Julie Driscoll, Mod's first lady, was a shimmering muse in a space-age hairstyle and vinyl-black eyeliner. In 1965 she was working for Giorgio Gomelsky, who managed The Yardbirds, opening the post, typing up letters and trying to keep her fledgling singing career going. She met Brian Auger, a jazz and blues organist, when he was called in to play on one of her early singles. Auger was impressed, and Driscoll leapt at the invitation to join his R&B assembly, Steampacket, which also featured a lean young vocalist named Rod Stewart.

When the packet ran out of steam, Auger and his bassist and drummer became the Trinity, and Driscoll their frontwoman. In early 1968, Gomelsky played Auger and Driscoll a tape of some unreleased songs by Bob Dylan. Manfred Mann had already bagged “Mighty Quinn”, but “This Wheel's on Fire” was up for grabs.

The song has its origins in the fabled Basement Tapes, which Dylan recorded in 1967 with The Band in the cellar of a pink clapboard house they'd rented in upstate New York.

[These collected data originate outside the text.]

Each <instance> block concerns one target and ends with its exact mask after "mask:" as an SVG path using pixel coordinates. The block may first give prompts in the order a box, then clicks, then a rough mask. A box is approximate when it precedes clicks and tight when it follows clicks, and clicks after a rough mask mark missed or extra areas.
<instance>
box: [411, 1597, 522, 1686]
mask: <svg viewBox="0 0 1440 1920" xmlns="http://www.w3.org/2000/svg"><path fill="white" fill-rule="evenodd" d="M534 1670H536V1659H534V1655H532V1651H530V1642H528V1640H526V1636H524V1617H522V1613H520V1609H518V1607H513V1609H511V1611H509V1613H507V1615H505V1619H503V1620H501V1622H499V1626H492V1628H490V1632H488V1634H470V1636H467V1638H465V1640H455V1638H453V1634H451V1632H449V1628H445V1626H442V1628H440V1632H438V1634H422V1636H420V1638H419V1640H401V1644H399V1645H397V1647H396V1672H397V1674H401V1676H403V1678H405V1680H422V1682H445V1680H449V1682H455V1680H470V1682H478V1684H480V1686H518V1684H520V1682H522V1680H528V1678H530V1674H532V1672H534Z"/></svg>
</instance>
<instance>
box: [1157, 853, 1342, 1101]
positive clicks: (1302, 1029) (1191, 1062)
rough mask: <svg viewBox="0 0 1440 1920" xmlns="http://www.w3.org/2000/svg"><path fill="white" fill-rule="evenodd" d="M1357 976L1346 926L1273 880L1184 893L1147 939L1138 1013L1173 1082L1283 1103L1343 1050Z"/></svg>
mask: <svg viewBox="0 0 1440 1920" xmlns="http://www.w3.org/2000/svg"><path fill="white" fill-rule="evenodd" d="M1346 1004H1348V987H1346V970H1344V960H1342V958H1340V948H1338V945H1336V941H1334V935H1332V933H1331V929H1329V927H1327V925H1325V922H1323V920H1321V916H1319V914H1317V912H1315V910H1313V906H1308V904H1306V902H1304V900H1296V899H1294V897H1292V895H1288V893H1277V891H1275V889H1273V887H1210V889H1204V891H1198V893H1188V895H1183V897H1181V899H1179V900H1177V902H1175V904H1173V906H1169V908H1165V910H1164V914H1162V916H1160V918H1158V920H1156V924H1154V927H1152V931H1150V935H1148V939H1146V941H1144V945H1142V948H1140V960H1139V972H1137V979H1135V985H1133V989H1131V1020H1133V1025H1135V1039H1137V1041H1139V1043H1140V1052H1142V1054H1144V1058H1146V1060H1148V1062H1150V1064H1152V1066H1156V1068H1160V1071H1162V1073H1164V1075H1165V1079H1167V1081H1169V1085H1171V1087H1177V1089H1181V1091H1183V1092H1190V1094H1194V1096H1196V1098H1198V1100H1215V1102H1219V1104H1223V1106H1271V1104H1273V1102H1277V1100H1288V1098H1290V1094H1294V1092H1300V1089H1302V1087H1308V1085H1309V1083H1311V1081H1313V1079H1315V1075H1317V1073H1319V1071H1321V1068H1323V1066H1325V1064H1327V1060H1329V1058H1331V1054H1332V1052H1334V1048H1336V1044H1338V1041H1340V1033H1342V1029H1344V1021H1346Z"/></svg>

Dylan brought in some lyrics, for which The Band's Rick Danko found a soaring melody. “This wheel's on fire / Rolling down the road / Best notify my next of kin / This wheel shall explode!” The lines may be Dylan coming to terms with his near-fatal motorcycle accident in 1966, which kept him from the public eye for more than a year.

Driscoll and Trinity's definitive cover was released in the spring of 1968 and made the top five. “We went through the star trip and people's heads went through the ozone,” Auger said. Meanwhile, in January of the same year, The Band had cut a phased version, for their debut album, Music From Big Pink.

Dylan's original didn't officially make it up from the basement until Columbia released the much-bootlegged tapes in 1975. By then Driscoll and Trinity were a fading pop memory and “This Wheel’s on Fire” little more than a Sixties curio.

By the Nineties it was precisely this quality that attracted not only a cover from Siouxsie and the Banshees, but also the comedian Jennifer Saunders, who was writing a new BBC sitcom with a Sixties retro-feel, Absolutely Fabulous. The wheel turned full spin and Driscoll was coaxed back into the studio to rerecord the song as the show's theme.